Really that’s all it takes to make a bot like vaccinetime! This code is very close to the first iteration I wrote, although vaccinetime has grown a lot since then! Further things I’ve added include making many more site scrapers, remembering the results of previous scraping so that it only alerts when new appointments are added, and making the bot work with waiting room
systems.
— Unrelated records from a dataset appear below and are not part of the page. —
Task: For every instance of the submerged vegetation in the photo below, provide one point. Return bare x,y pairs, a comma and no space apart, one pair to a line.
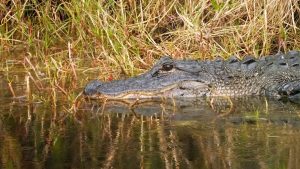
63,44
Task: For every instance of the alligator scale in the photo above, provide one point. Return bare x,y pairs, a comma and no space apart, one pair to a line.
275,76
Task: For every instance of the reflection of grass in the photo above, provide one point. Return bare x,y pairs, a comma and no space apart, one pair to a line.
54,38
If you’re interested in exploring the full codebase, check it out on GitHub at https://github.com/ginkgobioworks/vaccinetime.
It’s been amazing to see the response to vaccinetime, with the bot gaining over 50K followers and even being featured on the local news. If you’re located in Massachusetts and need to schedule a vaccination appointment, I hope you find it useful too!